Nonetheless, without policy action house prices are likely to continue falling, thanks largely to the meltdown in mortgage markets and the weakening employment outlook. Conversely, we see little risk that increasing the demand for housing will touch off another housing bubble. And indexing the mortgage rate to the Treasury yield could avoid this outcome in the future. While the economy is contracting, low interest rates would spur housing activity. When economic activity improves, the U.S. Treasury yield and mortgage rates would rise.
A 4.5% mortgage rate is not too low. The 10-year U.S. Treasury yield closed at 2.3% on Dec. 12, 2008. Hence a 4.5% mortgage rate is 2.2% above the Treasury yield, above the 1.6% spread that would prevail in a normally functioning mortgage market.

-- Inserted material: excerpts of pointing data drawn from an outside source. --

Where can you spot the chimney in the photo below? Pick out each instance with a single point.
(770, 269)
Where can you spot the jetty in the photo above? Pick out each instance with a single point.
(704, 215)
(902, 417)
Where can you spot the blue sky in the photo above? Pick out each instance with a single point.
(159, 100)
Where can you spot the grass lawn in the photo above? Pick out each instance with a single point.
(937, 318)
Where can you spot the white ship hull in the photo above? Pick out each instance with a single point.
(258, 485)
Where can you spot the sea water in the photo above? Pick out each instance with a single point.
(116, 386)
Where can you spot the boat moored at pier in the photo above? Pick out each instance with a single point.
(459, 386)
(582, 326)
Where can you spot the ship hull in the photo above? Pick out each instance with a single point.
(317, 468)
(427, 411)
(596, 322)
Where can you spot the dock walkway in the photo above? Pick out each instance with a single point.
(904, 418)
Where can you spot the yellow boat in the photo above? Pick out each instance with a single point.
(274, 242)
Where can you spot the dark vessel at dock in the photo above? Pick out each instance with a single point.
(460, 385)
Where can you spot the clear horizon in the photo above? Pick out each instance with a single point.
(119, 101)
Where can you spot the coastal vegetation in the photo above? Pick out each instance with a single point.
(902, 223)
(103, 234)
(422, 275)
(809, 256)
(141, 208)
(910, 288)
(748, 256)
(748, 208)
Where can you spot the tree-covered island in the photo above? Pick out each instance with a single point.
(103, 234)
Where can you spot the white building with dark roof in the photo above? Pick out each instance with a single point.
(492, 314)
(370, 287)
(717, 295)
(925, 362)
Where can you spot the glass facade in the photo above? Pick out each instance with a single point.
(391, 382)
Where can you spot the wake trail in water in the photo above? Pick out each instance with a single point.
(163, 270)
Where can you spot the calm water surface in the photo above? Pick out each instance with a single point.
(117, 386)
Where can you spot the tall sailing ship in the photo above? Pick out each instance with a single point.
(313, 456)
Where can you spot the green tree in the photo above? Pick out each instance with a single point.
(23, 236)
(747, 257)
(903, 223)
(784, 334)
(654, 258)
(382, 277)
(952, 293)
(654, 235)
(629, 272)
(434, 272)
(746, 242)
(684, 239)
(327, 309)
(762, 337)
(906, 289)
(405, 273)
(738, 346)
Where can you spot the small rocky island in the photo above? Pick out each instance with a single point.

Some have argued that lenders should earn more than the average 1.6% spread, to compensate for the fact that housing is a much riskier investment today. We don't think so. Recall that a mortgage can be thought of as a risk-free bond plus two possibilities that increase risk to lenders: default and/or prepayment. Historically, the risk of default adds about 0.25% to the interest rate. The remaining spread of the mortgage rate over the Treasury yield represents the risk of prepayment and underwriting costs. With falling house prices, the risk of default could indeed add 0.75% or more for a newly underwritten and fully documented loan. But 4.5% would be the lowest mortgage rate in more than 30 years -- so the additional risk to lenders of prepayment would be almost nil. And low mortgage rates would substantially reduce the risk of further house price declines...
The Treasury doesn't have the know-how to offer mortgages. Fannie and Freddie do.
All in all, I approve of the plan: having Fannie and Freddie buy up mortgages at market prices and refinance them at 4.5% could do a lot of good for the country and make a fortune for the government.
I am, however, gobsmacked to see Glenn Hubbard proposing it.